Un pénalty, deux coups franc lointains. Les coups de pieds arrêtés sont depuis longtemps le cauchemar des Bleus. Samedi, ils ont surtout montré les lacunes de l’arrière-garde newlook de Raymond Domenech. Mandanda cloué sur la ligne, Philippe Mexes qui préfère le judo au foot, William Gallas incapable de dégager un ballon, les erreurs individuelles ont coûté cher. Faut-il pour autant remanier une défense qui s’installe.
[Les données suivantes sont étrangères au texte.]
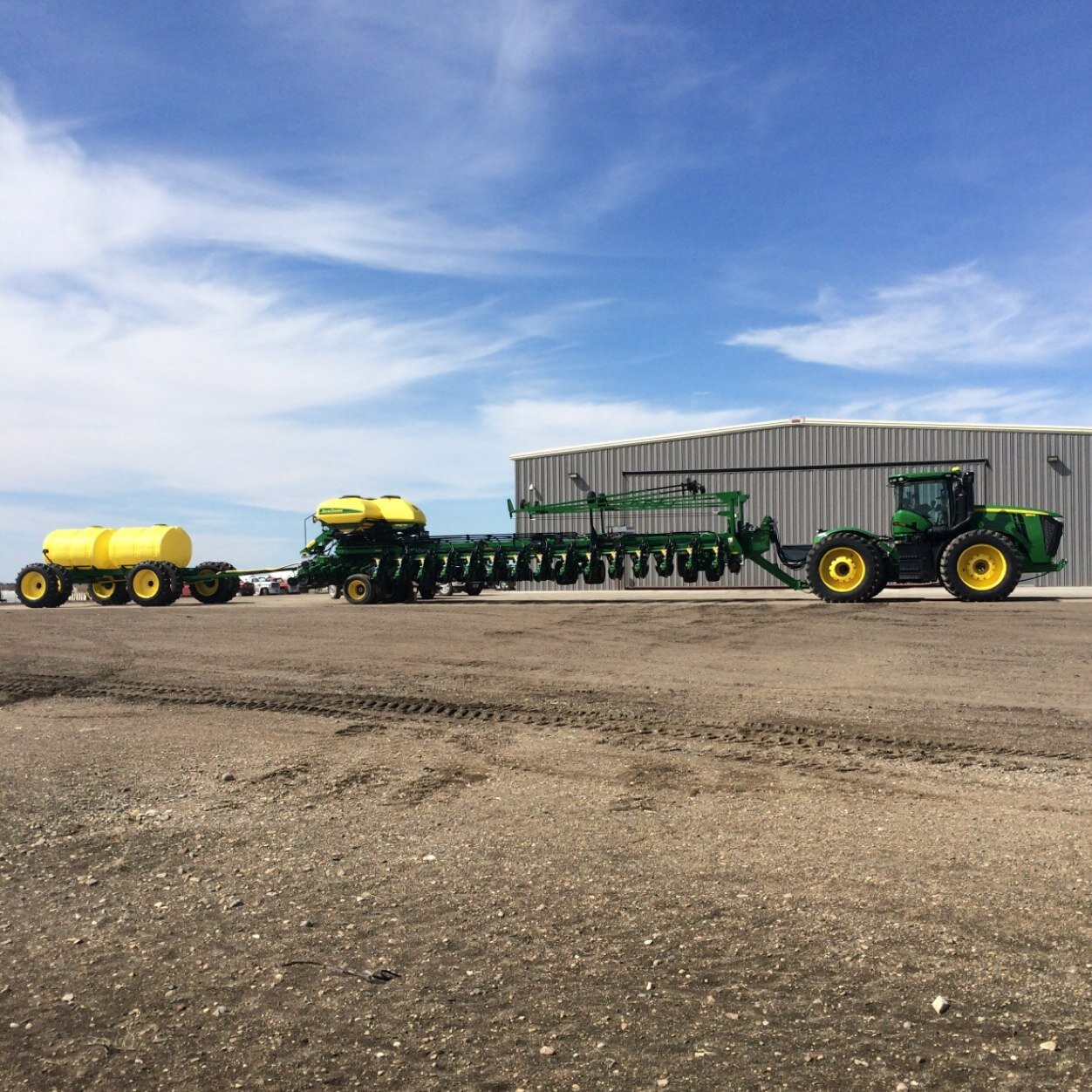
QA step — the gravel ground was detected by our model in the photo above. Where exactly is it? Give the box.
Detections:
[0,593,1092,1092]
La dernière fois que Raymond Domenech l’a fait, en replaçant Abidal dans l’axe face à l’Italie à l’Euro, les conséquences avaient été désastreuses (un penalty et un carton rouge). Ironie de l’histoire, le favori pour remplacer Philippe Mexès en cas de disgrâce n’est autre que… Eric Abidal.

Retrouver un état d’esprit conquérant?

Face à l’Autriche, les Bleus ont semblé friables mentalement, manquant de ressources morales pour relever la tête. Sans leader, les Bleus manquent de repères. Les choses peuvent-elles changer en trois jours? A défaut de Yannick Noah, période PSG, la venue de Fabien Barthez lundi peut servir de prise de conscience. «J'avais envie qu'il partage son vécu, qu'il passe une journée d'entraînement avec les joueurs, pour qu'il leur fasse respirer le haut niveau et qu'il vienne de temps en temps pour les resituer, leur montrer comment on passe du statut de «rien» à gardien professionnel dans un grand club et puis à international», explique Raymond Domenech. Pas sûr que cela soit suffisant.

Changer d’animation de jeu?

Une relation Henry-Benzema encore balbutiante, un manque de percussion sur les côtés, deux milieux défensifs qui peinent à aller de l’allant… A Vienne, le 4-4-2 de Raymond Domenech a montré les mêmes faiblesses qu’à l’Euro. Inquiétant avant d’aborder un match couperet. Mais le frileux Domenech répugnera peut-être à installer un vrai meneur, et confier les clés du camion bleu à Nasri ou Gourcuff.